Read also Article reserved for our subscribers In Morocco, the government under pressure in the face of soaring prices

Every year, food expenses soar during Ramadan and prices are driven up. “But this year, it’s the pinnacle, laments this mother of three children. The price of a five-litre can of oil has almost doubled. The kilo of tomatoes exceeds 10 dirhams (0.93 euros), against 2 to 3 dirhams usually. »

With an unchanged budget of 200 euros per month for shopping, Asmaa is trying to adapt the contents of its casserole dish: “I put fewer fresh vegetables in my tagines; I don’t cook meat every day. During Ramadan, I will avoid doing harira [soupe traditionnelle du mois sacré], tomatoes are too expensive. » It will also be necessary to ration briouates, sellou, chebakia and other specialties of the period.

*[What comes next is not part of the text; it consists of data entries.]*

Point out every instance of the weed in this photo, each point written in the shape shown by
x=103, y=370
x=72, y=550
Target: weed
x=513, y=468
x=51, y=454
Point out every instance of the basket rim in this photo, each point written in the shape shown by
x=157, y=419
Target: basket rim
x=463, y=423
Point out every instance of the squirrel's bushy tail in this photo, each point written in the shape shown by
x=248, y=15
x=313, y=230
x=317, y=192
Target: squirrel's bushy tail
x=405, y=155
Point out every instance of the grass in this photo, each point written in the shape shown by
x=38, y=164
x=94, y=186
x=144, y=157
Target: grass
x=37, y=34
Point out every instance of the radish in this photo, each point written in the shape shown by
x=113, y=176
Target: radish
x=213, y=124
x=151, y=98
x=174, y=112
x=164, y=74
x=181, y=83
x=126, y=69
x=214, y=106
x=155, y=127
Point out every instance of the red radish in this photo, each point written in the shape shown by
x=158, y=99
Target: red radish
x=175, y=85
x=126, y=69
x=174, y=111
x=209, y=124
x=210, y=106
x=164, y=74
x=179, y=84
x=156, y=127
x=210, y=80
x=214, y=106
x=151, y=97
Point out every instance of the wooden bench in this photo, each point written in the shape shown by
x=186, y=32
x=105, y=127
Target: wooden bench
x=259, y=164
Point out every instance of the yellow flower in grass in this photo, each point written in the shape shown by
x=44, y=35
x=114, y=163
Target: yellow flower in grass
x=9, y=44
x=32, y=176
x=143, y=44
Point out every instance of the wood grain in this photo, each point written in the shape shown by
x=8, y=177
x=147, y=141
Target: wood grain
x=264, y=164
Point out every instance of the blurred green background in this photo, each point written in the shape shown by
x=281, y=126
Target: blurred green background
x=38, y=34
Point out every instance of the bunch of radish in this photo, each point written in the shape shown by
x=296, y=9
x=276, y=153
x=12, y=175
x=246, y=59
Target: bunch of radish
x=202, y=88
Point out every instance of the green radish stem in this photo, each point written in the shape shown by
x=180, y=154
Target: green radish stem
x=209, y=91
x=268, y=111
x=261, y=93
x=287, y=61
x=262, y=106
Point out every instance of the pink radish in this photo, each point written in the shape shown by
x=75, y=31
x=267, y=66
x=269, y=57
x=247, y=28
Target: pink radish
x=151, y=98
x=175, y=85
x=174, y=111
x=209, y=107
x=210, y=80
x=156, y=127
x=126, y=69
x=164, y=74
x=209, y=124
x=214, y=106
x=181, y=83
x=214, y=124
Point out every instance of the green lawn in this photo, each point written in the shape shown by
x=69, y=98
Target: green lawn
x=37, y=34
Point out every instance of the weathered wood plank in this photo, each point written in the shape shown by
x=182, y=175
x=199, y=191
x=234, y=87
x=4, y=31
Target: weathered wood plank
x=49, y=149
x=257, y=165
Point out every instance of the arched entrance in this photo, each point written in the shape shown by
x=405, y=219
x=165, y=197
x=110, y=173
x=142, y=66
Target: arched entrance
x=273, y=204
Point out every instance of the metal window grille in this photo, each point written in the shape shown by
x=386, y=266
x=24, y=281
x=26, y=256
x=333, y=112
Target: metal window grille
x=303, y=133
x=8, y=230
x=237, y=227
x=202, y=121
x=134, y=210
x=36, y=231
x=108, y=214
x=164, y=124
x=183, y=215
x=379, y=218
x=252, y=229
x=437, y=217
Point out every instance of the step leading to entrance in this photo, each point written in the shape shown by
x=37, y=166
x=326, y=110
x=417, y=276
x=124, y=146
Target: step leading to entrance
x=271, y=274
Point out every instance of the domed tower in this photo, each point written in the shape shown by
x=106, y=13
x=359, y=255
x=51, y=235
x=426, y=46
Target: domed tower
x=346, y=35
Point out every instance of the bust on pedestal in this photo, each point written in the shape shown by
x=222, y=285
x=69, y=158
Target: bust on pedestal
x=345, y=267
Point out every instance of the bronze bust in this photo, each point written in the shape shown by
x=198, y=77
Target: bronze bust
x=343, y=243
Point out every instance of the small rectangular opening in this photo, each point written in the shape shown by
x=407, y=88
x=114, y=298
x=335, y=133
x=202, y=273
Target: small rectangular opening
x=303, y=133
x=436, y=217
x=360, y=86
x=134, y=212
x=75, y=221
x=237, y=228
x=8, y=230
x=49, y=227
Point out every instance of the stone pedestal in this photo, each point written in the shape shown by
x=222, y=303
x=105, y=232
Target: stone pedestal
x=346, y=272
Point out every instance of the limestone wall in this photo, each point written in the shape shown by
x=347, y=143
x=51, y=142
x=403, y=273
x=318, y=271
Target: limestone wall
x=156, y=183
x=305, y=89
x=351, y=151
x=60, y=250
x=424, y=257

Rising inflation since 2021

While Morocco has known relative price stability for the past twenty years, it has been facing rising inflation since 2021, against a backdrop of soaring international commodity prices. According to the High Commission for Planning, the consumer price index rose by 3.6% in February compared to the same month of 2021, and even 5.5% for food products.

This trend should accelerate in the coming months in the wake of the war led by Russia in Ukraine, while these two countries are among the main world exporters of agricultural products, such as wheat, vegetable oil and corn. The shock will be all the stronger as the Moroccan economy is “highly dependent on energy and grain imports”emphasizes Mehdi Lahlou, professor of economics at the National Institute of Statistics and Applied Economics (Insea) in Rabat.